No obvious sign of it:

9:34pm up 1 day 22:30, 14 users, load average: 0.09, 0.12, 0.16

(it is of course waiting until I am hundreds of miles away. *Then* it'll
crash.)

--
`It is an unfortunate coincidence that the date locarchive.h was
written (in hex) matches Ritchie's birthday (in octal).'
-- Roland McGrath on the libc-alpha list

2003-06-24 20:55:42

by Chris Mason

[permalink] [raw]
Subject: Re: 2.4.21 reiserfs oops

On Tue, 2003-06-24 at 16:34, Nix wrote:
> On Tue, 24 Jun 2003, Oleg Drokin moaned:
> > Hello!
> >
> > On Mon, Jun 23, 2003 at 11:16:27PM +0100, Nix wrote:
> >
> >> >> Jun 22 13:52:42 loki kernel: Unable to handle kernel NULL pointer dereference at virtual address 00000001
> >> > This is very strange address to oops on.
> >> I'll say! Looks almost like it JMPed to a null pointer or something.
> >
> > No, if it'd jumped to a NULL pointer, we'd see 0 in EIP.
>
> JMPed to ((long)NULL)+1 or something then :) the fact remains that it's
> not somewhere that even a memory error would make us likely to jump to.
>
> >> >> Jun 22 13:52:43 loki kernel: EIP: 0010:[<c0092df4>] Not tainted

The EIP isn't zero or 1, you've got a bad null pinter dereference at
address 1. You get this when you do something like *(char *)1 =
some_val.

The ram is most likely bad, you're 1 bit away from zero, but you might
try a reiserfsck on any drives affected by the scsi errors.

-chris


2003-06-25 21:47:51

by Nix

[permalink] [raw]
Subject: Re: 2.4.21 reiserfs oops

[reiserfs excised as this is no longer quite on-topic]

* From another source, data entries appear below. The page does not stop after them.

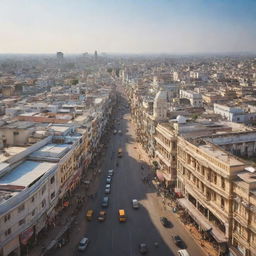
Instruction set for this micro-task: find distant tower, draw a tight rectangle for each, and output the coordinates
[57,52,64,61]
[153,89,168,120]
[94,51,98,61]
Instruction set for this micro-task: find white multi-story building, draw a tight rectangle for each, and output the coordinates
[180,90,203,108]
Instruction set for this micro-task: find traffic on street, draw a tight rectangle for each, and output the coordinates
[55,92,205,256]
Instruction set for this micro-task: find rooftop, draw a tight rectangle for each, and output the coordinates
[0,161,57,188]
[199,144,244,167]
[30,144,70,160]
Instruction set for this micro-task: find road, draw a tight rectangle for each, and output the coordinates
[55,93,205,256]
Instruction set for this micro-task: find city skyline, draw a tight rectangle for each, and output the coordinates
[0,0,256,54]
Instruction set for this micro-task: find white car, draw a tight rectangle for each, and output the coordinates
[105,184,111,194]
[108,170,114,176]
[132,199,140,209]
[78,237,89,251]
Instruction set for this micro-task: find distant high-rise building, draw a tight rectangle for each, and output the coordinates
[94,51,98,60]
[57,52,64,60]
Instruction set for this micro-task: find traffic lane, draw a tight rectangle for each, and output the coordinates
[114,132,174,255]
[122,115,205,255]
[81,117,174,255]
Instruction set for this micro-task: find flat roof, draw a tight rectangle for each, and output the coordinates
[0,161,57,187]
[199,144,244,166]
[30,144,71,159]
[0,147,28,162]
[49,125,70,132]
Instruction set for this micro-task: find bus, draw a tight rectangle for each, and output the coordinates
[117,148,123,158]
[118,209,127,222]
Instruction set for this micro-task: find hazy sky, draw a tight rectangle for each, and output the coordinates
[0,0,256,53]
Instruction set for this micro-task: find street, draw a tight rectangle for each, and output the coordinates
[54,94,205,256]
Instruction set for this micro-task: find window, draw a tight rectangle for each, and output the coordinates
[51,176,55,184]
[4,213,11,222]
[42,185,46,195]
[18,204,25,212]
[51,192,55,199]
[19,218,26,226]
[221,177,225,189]
[213,173,217,184]
[42,199,46,208]
[4,228,12,236]
[220,198,225,208]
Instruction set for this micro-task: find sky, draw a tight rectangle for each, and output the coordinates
[0,0,256,54]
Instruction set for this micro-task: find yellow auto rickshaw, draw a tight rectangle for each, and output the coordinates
[86,210,93,221]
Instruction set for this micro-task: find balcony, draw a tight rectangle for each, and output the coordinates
[155,136,172,153]
[155,150,171,168]
[184,160,231,199]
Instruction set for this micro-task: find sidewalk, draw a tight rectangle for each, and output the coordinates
[132,136,218,256]
[28,148,105,256]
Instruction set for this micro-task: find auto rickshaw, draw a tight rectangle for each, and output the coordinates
[86,210,93,221]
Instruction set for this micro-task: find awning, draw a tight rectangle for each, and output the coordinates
[156,170,164,181]
[163,172,172,181]
[178,198,212,231]
[178,198,228,243]
[228,246,243,256]
[20,227,34,245]
[210,226,228,244]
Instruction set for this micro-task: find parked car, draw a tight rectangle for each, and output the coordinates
[105,184,111,194]
[98,211,107,222]
[106,176,112,184]
[139,243,148,254]
[178,249,189,256]
[132,199,140,209]
[172,236,183,247]
[101,196,109,207]
[160,217,171,228]
[78,237,89,251]
[108,170,114,177]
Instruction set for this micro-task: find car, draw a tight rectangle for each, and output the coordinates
[108,170,114,177]
[160,217,171,228]
[101,196,109,207]
[78,237,89,251]
[104,184,111,194]
[97,211,107,222]
[132,199,140,209]
[139,243,148,254]
[178,249,189,256]
[172,236,182,247]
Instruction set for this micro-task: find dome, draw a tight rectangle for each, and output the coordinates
[176,115,187,124]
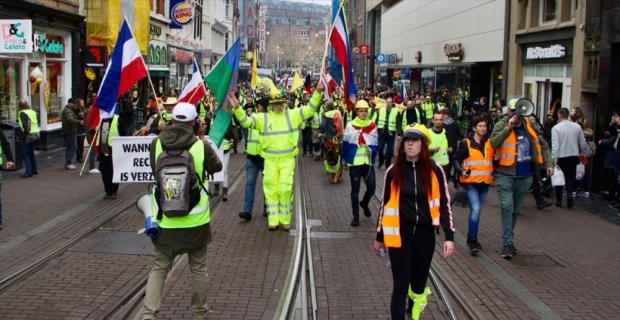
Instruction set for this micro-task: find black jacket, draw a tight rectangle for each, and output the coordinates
[376,161,455,242]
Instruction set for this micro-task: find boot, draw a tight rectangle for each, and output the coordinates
[409,287,431,320]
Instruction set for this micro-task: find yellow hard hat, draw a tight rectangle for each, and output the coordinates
[355,100,370,109]
[403,123,432,144]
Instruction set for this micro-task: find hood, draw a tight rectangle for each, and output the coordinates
[159,124,198,150]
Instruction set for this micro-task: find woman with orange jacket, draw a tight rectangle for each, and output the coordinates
[374,124,455,320]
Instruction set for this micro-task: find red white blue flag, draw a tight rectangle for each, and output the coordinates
[329,4,357,111]
[91,20,148,119]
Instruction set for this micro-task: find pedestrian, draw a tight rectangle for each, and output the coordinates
[342,100,379,227]
[62,98,84,170]
[454,117,495,253]
[95,115,127,199]
[551,108,589,208]
[375,98,398,169]
[17,99,41,178]
[228,79,323,231]
[142,103,222,320]
[239,98,269,221]
[75,98,86,163]
[0,130,14,230]
[491,99,553,259]
[374,124,455,320]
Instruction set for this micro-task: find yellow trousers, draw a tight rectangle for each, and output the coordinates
[263,158,295,226]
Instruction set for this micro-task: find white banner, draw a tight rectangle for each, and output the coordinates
[0,20,33,53]
[112,136,224,183]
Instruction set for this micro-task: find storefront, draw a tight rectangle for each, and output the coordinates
[0,4,84,150]
[521,39,573,118]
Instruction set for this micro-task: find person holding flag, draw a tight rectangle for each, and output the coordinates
[227,79,323,231]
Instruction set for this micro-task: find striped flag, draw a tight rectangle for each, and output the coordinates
[329,4,357,111]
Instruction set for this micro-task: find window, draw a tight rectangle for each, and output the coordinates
[540,0,558,23]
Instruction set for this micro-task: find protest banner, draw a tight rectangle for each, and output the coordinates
[112,136,224,183]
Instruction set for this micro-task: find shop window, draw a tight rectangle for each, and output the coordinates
[540,0,558,23]
[39,61,66,124]
[0,59,23,121]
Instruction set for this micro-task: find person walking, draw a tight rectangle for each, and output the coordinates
[551,108,589,208]
[17,99,41,178]
[62,98,84,170]
[239,98,269,221]
[142,103,222,320]
[228,79,323,231]
[454,117,495,253]
[490,104,553,259]
[0,130,14,230]
[341,100,379,227]
[376,98,398,169]
[374,124,455,320]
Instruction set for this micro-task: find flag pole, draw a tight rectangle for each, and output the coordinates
[124,15,164,119]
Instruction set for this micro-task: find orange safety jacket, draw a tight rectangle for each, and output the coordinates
[497,121,543,167]
[381,171,441,248]
[460,139,495,184]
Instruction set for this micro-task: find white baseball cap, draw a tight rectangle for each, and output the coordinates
[172,102,198,122]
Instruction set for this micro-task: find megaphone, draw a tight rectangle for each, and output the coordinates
[514,98,536,117]
[136,194,161,238]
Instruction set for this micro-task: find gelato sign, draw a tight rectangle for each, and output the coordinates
[0,20,32,53]
[525,44,566,60]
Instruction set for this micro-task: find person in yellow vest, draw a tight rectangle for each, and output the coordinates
[428,111,454,176]
[376,98,398,169]
[374,124,455,320]
[95,115,126,199]
[239,98,269,221]
[341,100,379,227]
[142,103,222,319]
[453,117,495,253]
[17,99,41,178]
[490,106,553,259]
[228,79,323,231]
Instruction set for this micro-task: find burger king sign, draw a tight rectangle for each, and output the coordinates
[170,0,194,29]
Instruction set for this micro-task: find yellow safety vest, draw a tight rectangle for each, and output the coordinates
[428,129,450,166]
[460,139,495,184]
[152,139,211,229]
[17,109,41,134]
[380,169,441,248]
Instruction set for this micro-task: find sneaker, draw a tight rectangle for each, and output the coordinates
[350,218,360,227]
[239,211,252,221]
[502,244,512,259]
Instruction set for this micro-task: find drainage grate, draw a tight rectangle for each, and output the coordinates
[89,232,153,255]
[510,254,564,268]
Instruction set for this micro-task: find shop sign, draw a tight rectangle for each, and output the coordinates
[525,44,566,60]
[0,20,33,53]
[84,46,108,68]
[170,0,194,29]
[443,42,465,61]
[147,43,168,66]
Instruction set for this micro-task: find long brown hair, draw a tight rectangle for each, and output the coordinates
[391,139,433,193]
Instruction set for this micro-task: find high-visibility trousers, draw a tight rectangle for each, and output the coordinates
[263,158,295,226]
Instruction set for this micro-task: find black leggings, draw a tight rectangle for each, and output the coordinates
[388,226,435,319]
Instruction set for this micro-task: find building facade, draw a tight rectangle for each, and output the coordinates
[366,0,505,107]
[0,0,84,151]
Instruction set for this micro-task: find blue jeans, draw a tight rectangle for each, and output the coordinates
[22,139,39,175]
[65,134,77,166]
[349,165,376,219]
[243,158,267,214]
[379,133,396,168]
[467,184,489,238]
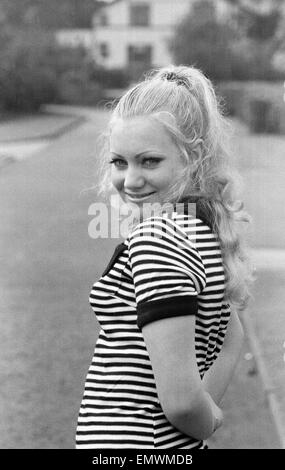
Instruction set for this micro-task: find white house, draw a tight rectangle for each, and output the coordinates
[91,0,231,70]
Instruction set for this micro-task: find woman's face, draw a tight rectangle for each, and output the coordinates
[110,116,185,210]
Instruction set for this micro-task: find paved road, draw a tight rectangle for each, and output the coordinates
[0,112,284,448]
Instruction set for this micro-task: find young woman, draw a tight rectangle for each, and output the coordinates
[76,66,251,449]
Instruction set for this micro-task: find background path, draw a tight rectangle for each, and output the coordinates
[0,111,285,449]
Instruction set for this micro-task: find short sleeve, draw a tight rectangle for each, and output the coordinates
[129,216,206,328]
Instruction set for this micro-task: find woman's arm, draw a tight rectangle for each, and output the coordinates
[142,315,222,439]
[203,310,244,405]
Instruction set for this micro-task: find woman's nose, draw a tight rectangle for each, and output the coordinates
[124,167,145,189]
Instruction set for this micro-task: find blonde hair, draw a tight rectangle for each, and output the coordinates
[96,65,253,310]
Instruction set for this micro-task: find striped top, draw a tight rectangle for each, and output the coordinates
[76,212,230,449]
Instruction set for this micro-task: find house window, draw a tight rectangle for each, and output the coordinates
[128,46,152,66]
[99,13,109,26]
[99,42,110,59]
[130,2,150,26]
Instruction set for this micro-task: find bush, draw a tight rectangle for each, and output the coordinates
[217,81,285,134]
[58,71,103,106]
[0,33,103,111]
[0,31,57,111]
[90,65,130,89]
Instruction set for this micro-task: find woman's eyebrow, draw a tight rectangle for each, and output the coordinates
[111,150,165,159]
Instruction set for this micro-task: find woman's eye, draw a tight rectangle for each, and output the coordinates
[142,157,161,167]
[109,158,127,168]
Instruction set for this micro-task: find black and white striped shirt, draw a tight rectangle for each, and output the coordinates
[76,212,230,449]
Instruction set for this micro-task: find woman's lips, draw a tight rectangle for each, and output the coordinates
[125,192,154,202]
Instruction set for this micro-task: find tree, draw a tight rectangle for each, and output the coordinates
[0,0,103,29]
[170,0,241,80]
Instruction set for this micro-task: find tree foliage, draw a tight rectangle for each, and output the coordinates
[0,0,102,29]
[170,0,280,80]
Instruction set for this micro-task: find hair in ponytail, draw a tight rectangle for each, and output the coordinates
[96,65,252,309]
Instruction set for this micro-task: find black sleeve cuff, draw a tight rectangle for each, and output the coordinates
[137,295,198,328]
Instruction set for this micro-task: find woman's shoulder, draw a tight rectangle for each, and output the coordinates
[126,211,210,248]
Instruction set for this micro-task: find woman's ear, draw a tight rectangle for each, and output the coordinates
[192,139,203,160]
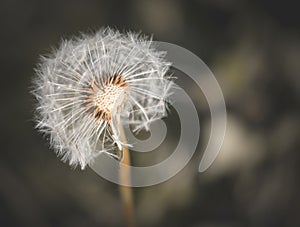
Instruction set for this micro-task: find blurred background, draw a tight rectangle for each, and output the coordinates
[0,0,300,227]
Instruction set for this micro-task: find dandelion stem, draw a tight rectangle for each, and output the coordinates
[119,126,135,227]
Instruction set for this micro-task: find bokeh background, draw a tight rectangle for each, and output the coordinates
[0,0,300,227]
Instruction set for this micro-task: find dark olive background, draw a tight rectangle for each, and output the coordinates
[0,0,300,227]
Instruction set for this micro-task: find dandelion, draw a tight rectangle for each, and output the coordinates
[33,29,171,169]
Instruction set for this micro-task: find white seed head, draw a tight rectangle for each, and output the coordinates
[33,29,171,169]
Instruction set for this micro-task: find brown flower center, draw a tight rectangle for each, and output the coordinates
[84,75,129,121]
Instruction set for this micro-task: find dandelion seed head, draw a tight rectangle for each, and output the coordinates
[33,29,171,169]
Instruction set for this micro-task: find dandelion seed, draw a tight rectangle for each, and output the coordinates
[33,29,171,169]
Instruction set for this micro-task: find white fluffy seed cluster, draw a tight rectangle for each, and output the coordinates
[33,29,171,169]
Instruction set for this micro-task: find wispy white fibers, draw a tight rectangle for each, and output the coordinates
[33,29,171,169]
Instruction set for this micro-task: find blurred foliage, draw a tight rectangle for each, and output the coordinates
[0,0,300,227]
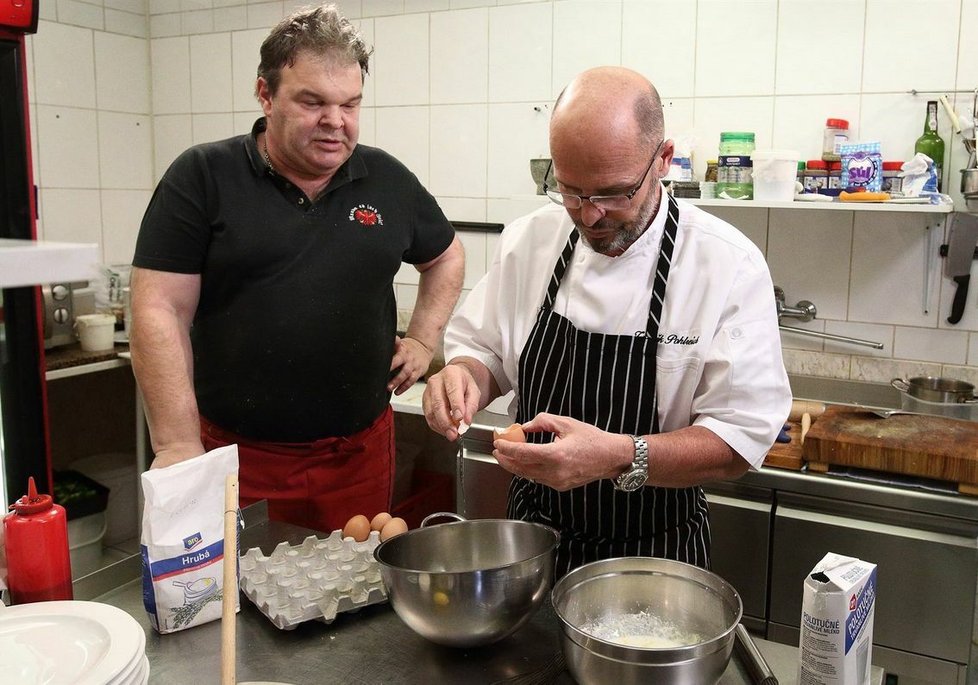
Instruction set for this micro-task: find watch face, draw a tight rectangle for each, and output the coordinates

On 24 Jun 2003, Chris Mason said:
> The EIP isn't zero or 1, you've got a bad null pinter dereference at
> address 1. You get this when you do something like *(char *)1 =
> some_val.

Ah. That does sound like either bad RAM or scattershot corruption.

> The ram is most likely bad, you're 1 bit away from zero, but you might
> try a reiserfsck on any drives affected by the scsi errors.

Done that, no problems found. (Most drives are e3fs.)

2.4.21's crashed once more since then, network driver death; I'm
probably going to revert to 2.4.20 on that box, which ran perfectly
since three days past 2.4.20's release. (However, several other boxes
had problems with 2.4.20 which were cleared up with .21... you win some,
you lose some. I'd say this has been a net gain.)

I'll see if 2.4.20 has the same problems; if it does, then I agree, the
RAM's probably had it.

--
`It is an unfortunate coincidence that the date locarchive.h was
written (in hex) matches Ritchie's birthday (in octal).'
-- Roland McGrath on the libc-alpha list